La stretta del Dragone sulle esportazioni di minerali critici, mai così evidente dopo il caso germanio, può essere quella leva psicologica per far uscire l’Europa dal torpore. E cercare nuove sponde commerciali, esattamente come fanno gli Stati Uniti

Se Pechino fa l’avara con le terre rare e i minerali critici, di cui è padrona indiscussa, per l’Europa è un problema. Nei giorni scorsi Formiche.net ha raccontato come una stretta di Pechino alle esportazioni di germanio, minerale fondamentale per l’industria della Difesa, abbia provocato un’impennata dei prezzi dello stesso germanio, mettendo a soqquadro un intero mercato. Eppure, questo cappio, può paradossalmente rappresentare un’opportunità per l’Europa. Almeno secondo gli esperti del Mercator institute for China studies (Merics), il più importante centro studi europeo dedicato alla Cina.

Ebbene, secondo il Merics, “l’industria della Difesa europea continua a fare affidamento sulle capacità di estrazione, lavorazione e estrazione mineraria della Cina per la fornitura di minerali e magneti per sistemi e tecnologie chiave. I missili europei utilizzano neodimio, praseodimio e samario per i magneti permanenti e disprosio per la stabilizzazione termica nei sistemi di guida, puntamento e controllo. Anche il missile a lungo raggio Meteor, realizzato da Mbda nell’ambito di un progetto congiunto che coinvolge Germania, Italia, Francia, Spagna, Svezia e Regno Unito, utilizza nitruro di gallio per i sensori di radiofrequenza e praseodimio per gli attuatori che convertono l’energia in movimento meccanico”.

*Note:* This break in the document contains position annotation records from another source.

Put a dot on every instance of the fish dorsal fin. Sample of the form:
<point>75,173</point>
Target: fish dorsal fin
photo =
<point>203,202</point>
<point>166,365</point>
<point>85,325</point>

Eppure, “l’Europa ha ora un’opportunità strategica per assumere impegni credibili per investire e acquisire terre rare. La guerra della Russia contro l’Ucraina e lo scetticismo del presidente degli Stati Uniti, Donald Trump, nei confronti della Nato hanno portato la spesa per la Difesa degli Stati membri dell’Ue a un aumento previsto di 381 miliardi di euro nel 2025, con un aumento del 37% rispetto al 2021. Oltre a ciò, l’Ue prevede di investire 800 miliardi di euro nella difesa attraverso il suo piano ReArm Europe/Readiness 2030, e la sola Germania prevede di spendere altri 500 miliardi in investimenti aggiuntivi per la difesa nel prossimo decennio. L’Europa farebbe bene a incanalare parte di questi fondi nell’approvvigionamento di terre rare”.

Secondo il Merics, “i Paesi europei hanno recentemente investito nell’estrazione, nella lavorazione e nel riciclaggio delle terre rare nazionali. La Francia, ad esempio, ha collaborato con il Giappone per creare il primo impianto europeo di riciclaggio e raffinazione delle terre rare su larga scala entro il 2026, con uno degli obiettivi di soddisfare il 15% della domanda globale di disprosio e ossido di terbio. Tuttavia, come altri progetti in Europa, il progetto Caremag dipende interamente dalla domanda commerciale, il che lo rende dipendente dalla forza dell’industria automobilistica ed eolica europea e dall’economia della regione nel suo complesso”. La tesi di fondo è che l’eccessiva dipendenza dalla Cina, potrebbe essere quella leva psicologica per cercare nuovi accordi con Paesi ricchi di terre rare, un po’ come stanno facendo gli Stati Uniti.

E infatti, come ricorda lo stesso Merics, “il governo degli Stati Uniti si è recentemente impegnato a garantire i prezzi per le terre rare statunitensi e ha acquisito una quota di proprietà della società statunitense di estrazione e raffinazione MP Materials. L’Ue ha finora stipulato 14 partenariati o memorandum sulle materie prime con Paesi lontani come Canada, Kazakistan, Ruanda e Argentina, e ha avviato 13 progetti strategici volti a garantire l’approvvigionamento di materie prime strategiche dall’esterno dell’Unione. Ciò dimostra che molti elementi di una strategia per le terre rare sono già in atto. Il successo ora dipende principalmente dalla volontà politica dell’Ue, che può essere favorita solo discutendo apertamente di terre rare e riarmo”.